Why is it so hard to believe that what we beg and hope for in our daily life—when it really happens—is too good to be true? Why can’t we embrace the good news and settle into it? Isn’t believing and welcoming the everyday miracles of our great big God the whole point of Faith?
The Luke 24 story is the precise opposite of the doubtful nature of our culture. Jesus’ resurrection and ascension demonstrate the obvious: God is so incredibly big—so far beyond our wildest dreams and imaginations—and indeed shows up in everyday, inconceivable ways! The wonderment of our faith is that what sounds too good to be true is indeed true!

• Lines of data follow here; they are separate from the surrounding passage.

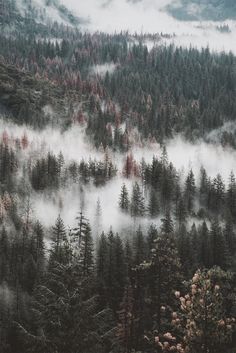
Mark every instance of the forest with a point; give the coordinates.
(134, 255)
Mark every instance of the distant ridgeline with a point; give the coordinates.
(14, 11)
(216, 10)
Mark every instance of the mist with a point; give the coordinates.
(75, 146)
(150, 16)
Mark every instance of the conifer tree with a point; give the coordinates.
(153, 206)
(57, 252)
(137, 206)
(124, 199)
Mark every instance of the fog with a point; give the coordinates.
(150, 16)
(74, 145)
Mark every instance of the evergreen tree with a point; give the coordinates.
(167, 226)
(153, 207)
(137, 202)
(57, 252)
(190, 190)
(124, 199)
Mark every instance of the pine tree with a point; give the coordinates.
(137, 202)
(190, 190)
(218, 245)
(139, 247)
(164, 275)
(153, 207)
(167, 226)
(124, 199)
(231, 195)
(85, 257)
(206, 256)
(57, 252)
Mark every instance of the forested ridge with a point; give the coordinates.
(164, 280)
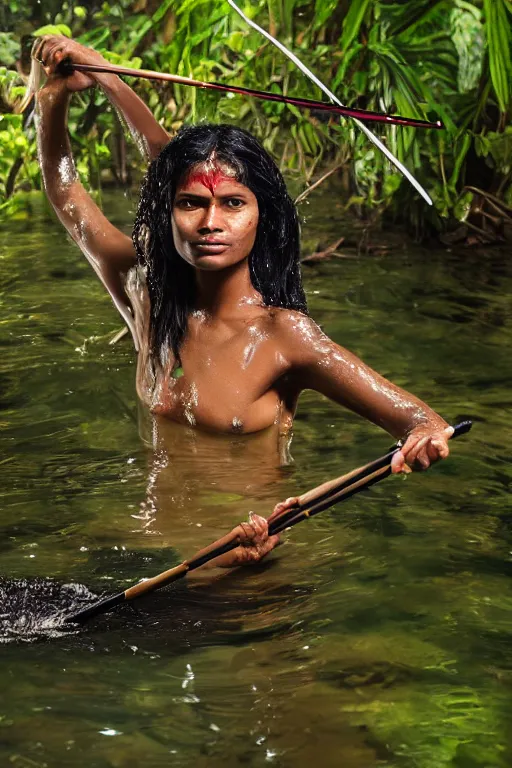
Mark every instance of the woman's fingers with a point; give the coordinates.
(420, 451)
(283, 506)
(255, 543)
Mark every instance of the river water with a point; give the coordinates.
(379, 634)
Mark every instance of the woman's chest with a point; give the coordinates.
(227, 386)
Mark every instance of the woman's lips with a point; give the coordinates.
(210, 247)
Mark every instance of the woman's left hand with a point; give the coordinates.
(255, 543)
(422, 448)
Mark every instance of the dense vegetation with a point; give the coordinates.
(448, 59)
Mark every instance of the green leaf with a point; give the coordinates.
(499, 36)
(352, 23)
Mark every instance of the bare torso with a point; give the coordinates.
(232, 377)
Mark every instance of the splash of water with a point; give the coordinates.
(37, 609)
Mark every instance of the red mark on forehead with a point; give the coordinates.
(209, 179)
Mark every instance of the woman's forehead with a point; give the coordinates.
(209, 174)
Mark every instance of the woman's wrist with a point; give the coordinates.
(53, 94)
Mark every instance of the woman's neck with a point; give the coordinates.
(220, 292)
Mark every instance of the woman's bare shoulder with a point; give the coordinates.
(300, 338)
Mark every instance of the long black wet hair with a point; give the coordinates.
(274, 259)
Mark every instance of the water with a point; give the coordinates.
(379, 634)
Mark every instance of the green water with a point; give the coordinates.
(379, 634)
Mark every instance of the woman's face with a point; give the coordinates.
(214, 218)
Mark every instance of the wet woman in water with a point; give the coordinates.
(210, 285)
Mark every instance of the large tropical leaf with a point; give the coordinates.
(499, 40)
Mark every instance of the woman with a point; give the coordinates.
(210, 286)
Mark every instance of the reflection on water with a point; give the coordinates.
(378, 634)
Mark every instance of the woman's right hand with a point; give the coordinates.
(50, 50)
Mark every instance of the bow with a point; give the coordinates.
(378, 143)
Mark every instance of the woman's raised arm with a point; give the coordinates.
(50, 50)
(110, 252)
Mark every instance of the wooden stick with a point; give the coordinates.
(309, 504)
(67, 66)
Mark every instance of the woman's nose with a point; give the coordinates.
(212, 220)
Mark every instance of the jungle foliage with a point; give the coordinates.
(447, 59)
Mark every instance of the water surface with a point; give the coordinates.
(379, 634)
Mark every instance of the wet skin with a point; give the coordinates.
(244, 364)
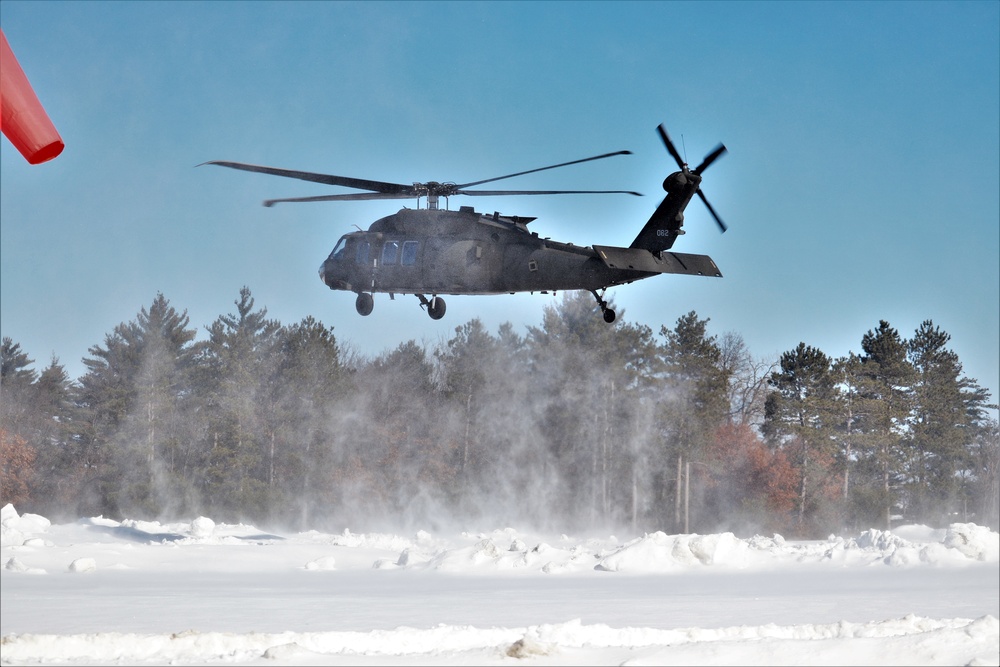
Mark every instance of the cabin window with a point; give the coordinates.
(338, 250)
(410, 253)
(361, 256)
(390, 252)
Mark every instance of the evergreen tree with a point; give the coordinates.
(309, 389)
(16, 380)
(947, 412)
(888, 380)
(800, 419)
(694, 402)
(854, 408)
(237, 368)
(134, 396)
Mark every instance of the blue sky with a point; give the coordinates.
(861, 181)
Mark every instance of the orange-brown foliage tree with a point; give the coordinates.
(17, 460)
(756, 486)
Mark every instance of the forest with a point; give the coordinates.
(572, 424)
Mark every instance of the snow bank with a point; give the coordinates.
(914, 640)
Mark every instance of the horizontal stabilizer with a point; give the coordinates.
(639, 259)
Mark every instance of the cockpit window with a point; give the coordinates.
(338, 251)
(390, 252)
(409, 253)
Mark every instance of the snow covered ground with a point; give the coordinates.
(99, 592)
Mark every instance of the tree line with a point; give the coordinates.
(574, 424)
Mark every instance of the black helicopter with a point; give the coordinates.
(438, 251)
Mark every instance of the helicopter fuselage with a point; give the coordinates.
(433, 251)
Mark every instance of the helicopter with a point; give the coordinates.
(434, 251)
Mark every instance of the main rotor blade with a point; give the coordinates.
(531, 171)
(349, 197)
(711, 210)
(670, 146)
(493, 193)
(327, 179)
(710, 158)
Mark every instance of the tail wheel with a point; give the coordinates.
(436, 308)
(365, 304)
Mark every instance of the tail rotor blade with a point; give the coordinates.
(718, 220)
(670, 146)
(710, 158)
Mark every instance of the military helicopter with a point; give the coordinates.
(438, 251)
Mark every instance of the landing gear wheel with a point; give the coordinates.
(609, 314)
(436, 308)
(364, 304)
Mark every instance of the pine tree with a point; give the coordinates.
(693, 389)
(16, 380)
(238, 367)
(947, 411)
(309, 388)
(888, 383)
(799, 419)
(134, 396)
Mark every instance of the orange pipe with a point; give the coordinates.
(22, 118)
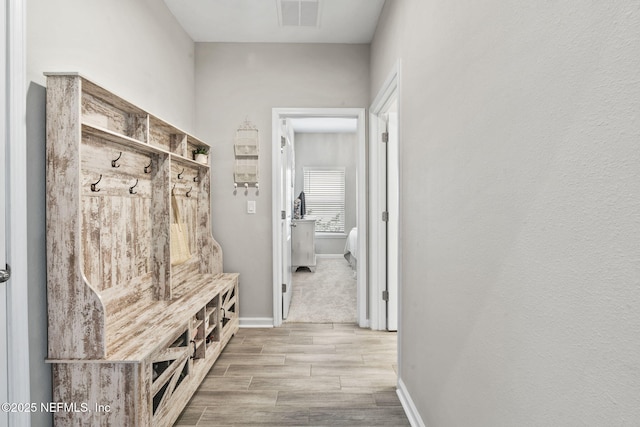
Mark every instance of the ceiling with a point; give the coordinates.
(278, 21)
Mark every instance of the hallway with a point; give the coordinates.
(314, 374)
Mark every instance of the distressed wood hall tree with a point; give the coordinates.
(133, 330)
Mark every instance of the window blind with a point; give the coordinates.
(324, 197)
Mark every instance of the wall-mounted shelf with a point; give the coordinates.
(246, 149)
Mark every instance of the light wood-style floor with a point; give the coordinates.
(302, 374)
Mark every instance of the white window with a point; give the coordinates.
(324, 198)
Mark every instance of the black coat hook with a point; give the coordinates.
(114, 162)
(131, 188)
(93, 186)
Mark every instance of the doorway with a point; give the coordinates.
(384, 196)
(280, 116)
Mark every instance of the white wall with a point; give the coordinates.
(135, 48)
(330, 150)
(520, 300)
(239, 81)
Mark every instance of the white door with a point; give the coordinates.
(4, 166)
(393, 223)
(287, 179)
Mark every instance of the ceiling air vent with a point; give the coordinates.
(298, 13)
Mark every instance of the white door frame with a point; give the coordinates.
(4, 164)
(377, 193)
(283, 113)
(18, 379)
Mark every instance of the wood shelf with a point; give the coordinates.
(118, 308)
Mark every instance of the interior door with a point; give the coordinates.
(287, 178)
(4, 166)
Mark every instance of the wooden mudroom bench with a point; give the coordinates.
(135, 321)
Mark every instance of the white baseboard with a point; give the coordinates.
(256, 322)
(409, 407)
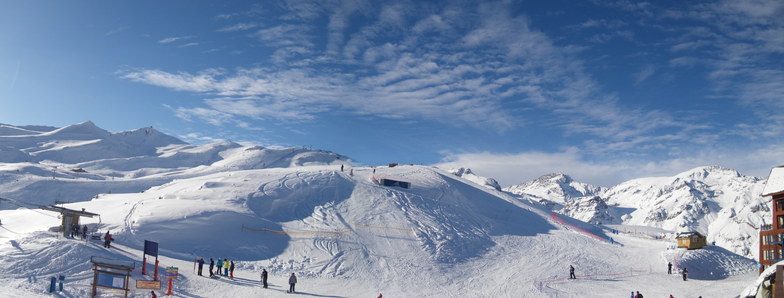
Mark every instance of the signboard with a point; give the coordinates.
(172, 272)
(110, 280)
(148, 284)
(151, 248)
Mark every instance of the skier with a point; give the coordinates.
(201, 264)
(212, 265)
(264, 278)
(292, 282)
(231, 270)
(107, 240)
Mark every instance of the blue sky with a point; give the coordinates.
(602, 90)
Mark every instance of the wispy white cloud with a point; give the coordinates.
(499, 66)
(118, 30)
(239, 27)
(173, 39)
(646, 72)
(187, 45)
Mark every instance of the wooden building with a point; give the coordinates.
(691, 240)
(70, 217)
(772, 234)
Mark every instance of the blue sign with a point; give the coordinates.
(151, 248)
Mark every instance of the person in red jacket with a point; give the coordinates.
(107, 240)
(292, 282)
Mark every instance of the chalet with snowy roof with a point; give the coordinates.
(691, 240)
(772, 234)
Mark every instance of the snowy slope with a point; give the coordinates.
(467, 174)
(718, 202)
(345, 236)
(294, 210)
(76, 163)
(556, 188)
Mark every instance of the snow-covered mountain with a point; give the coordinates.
(467, 174)
(556, 188)
(294, 210)
(721, 203)
(41, 165)
(717, 202)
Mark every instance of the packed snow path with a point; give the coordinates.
(444, 237)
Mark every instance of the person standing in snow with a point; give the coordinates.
(107, 240)
(264, 278)
(201, 265)
(292, 282)
(231, 270)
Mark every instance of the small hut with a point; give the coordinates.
(70, 217)
(691, 240)
(111, 274)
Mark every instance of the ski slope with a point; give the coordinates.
(345, 236)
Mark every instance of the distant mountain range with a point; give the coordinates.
(720, 203)
(41, 165)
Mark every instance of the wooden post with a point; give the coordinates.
(778, 286)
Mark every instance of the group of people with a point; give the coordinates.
(226, 268)
(685, 272)
(76, 231)
(107, 240)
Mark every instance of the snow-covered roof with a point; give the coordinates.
(688, 234)
(775, 182)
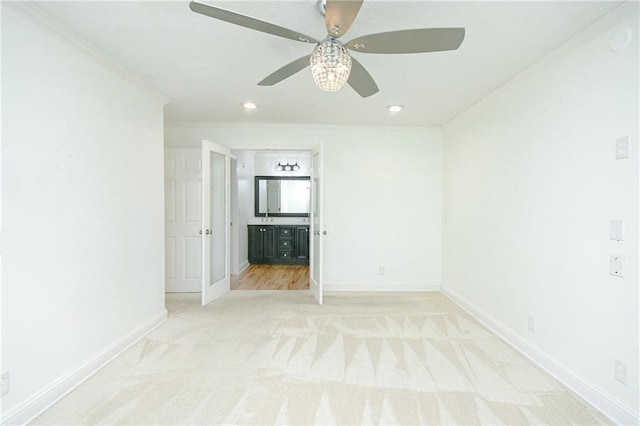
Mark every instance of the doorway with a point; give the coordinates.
(272, 277)
(285, 265)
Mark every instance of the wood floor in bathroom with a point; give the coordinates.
(272, 277)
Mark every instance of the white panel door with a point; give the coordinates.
(316, 255)
(183, 210)
(216, 221)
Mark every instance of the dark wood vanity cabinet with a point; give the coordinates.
(302, 243)
(279, 244)
(262, 244)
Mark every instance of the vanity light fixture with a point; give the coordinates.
(249, 106)
(393, 109)
(288, 167)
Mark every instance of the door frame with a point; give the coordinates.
(211, 291)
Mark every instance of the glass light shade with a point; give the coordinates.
(330, 65)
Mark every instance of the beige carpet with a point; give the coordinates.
(363, 358)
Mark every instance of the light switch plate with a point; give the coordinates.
(622, 148)
(616, 230)
(616, 265)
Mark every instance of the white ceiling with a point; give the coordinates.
(207, 68)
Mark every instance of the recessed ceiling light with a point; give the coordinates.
(249, 106)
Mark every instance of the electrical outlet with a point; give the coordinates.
(622, 148)
(4, 383)
(620, 371)
(532, 323)
(616, 265)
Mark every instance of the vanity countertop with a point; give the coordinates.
(278, 221)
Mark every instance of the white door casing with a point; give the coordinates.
(317, 231)
(183, 211)
(216, 221)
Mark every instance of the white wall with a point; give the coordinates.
(382, 195)
(531, 182)
(83, 262)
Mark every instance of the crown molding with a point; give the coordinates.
(50, 24)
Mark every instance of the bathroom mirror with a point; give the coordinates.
(282, 196)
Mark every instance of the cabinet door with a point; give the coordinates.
(269, 249)
(255, 244)
(302, 243)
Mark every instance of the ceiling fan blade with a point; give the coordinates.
(286, 71)
(409, 41)
(360, 80)
(339, 15)
(248, 22)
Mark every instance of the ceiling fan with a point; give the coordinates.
(331, 64)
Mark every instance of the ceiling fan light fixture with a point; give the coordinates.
(330, 65)
(249, 106)
(394, 109)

5 The women were terrified and bowed with their faces to the ground. Then the men asked, “Why are you looking among the dead for someone who is alive? 6 He isn’t here! He is risen from the dead! …” 9 So they rushed back from the tomb to tell his eleven disciples—and everyone else—what had happened.
They didn’t hesitate. They saw it, heard it and got it! Mary Magdalene, Joanna and Mary the Mother of Jesus had watched the man they love die and were the first ones to arrive at his tomb. As women, they were people whose word was least likely to be believed. But without giving thought to their perceived credibility, they hurried to tell the others. Imagine them running, tripping over their cloaks and interrupting one another as they relayed the news to the apostles.
And those apostles were exactly like me. And I suspect quite like you.
11 But the story sounded like nonsense to the men, so they didn’t believe it.
Look at that: Doubting is human nature; we are wired to exercise caution toward anything beyond our previous experience. Even the apostles did. Then there’s Peter …
12 However, Peter jumped up and ran to the tomb to look. Stooping, he peered in and saw the empty linen wrappings; then he went home again, wondering what had happened.
Peter, a leader among the disciples, had been part of the good news of Jesus’ ministry for years. Yet, just three days earlier, in Jesus’ most desperate hours, he had rejected him. It must have broken his heart to so adamantly deny Jesus. Maybe on this day he was grasping the reality of grace, the opportunity to redeem his lacking loyalty.
Imagine him going to the tomb alone, quietly pondering, returning multiple times to check it, inquiring of the people he met for their account of what really happened. Like Peter, we watch for God, deny our Lord, beg him to show up, and then try to make the pieces fall into place, to pair what we know and have experienced with what is clearly far too good to be true.
Later, on the road to Emmaus, the two followers of Jesus discussed his resurrection, and Jesus appeared to them, saying:
25 “You foolish people! You find it so hard to believe all that the prophets wrote in the Scriptures … .”
I know Jesus was talking to me, too. I say I believe in an inconceivably big God who can move mountains. I say the prophets were real and important. I say I believe in the resurrection. Yet when resurrection shows up in my own piddly everyday existence, I get doubtful and cynical, thinking I made it up. At my very best, I’m still waiting for the other shoe to drop.
As I prepare for convention, spend time in Luke 24, and go about my everyday-ness, I so want to more fully embrace the resurrection. I want to lose myself in total trust in miracles like the three women; I want to grab onto grace like Peter; I want to walk alongside the prophets and my Jesus with complete abandon. I pray, with full expectation, that you, I and our church may embrace the inconceivable good news of Jesus!
—Tonya Keim Bartel, Hesston, Kan., serves as convention planning expediter for Mennonite Church USA.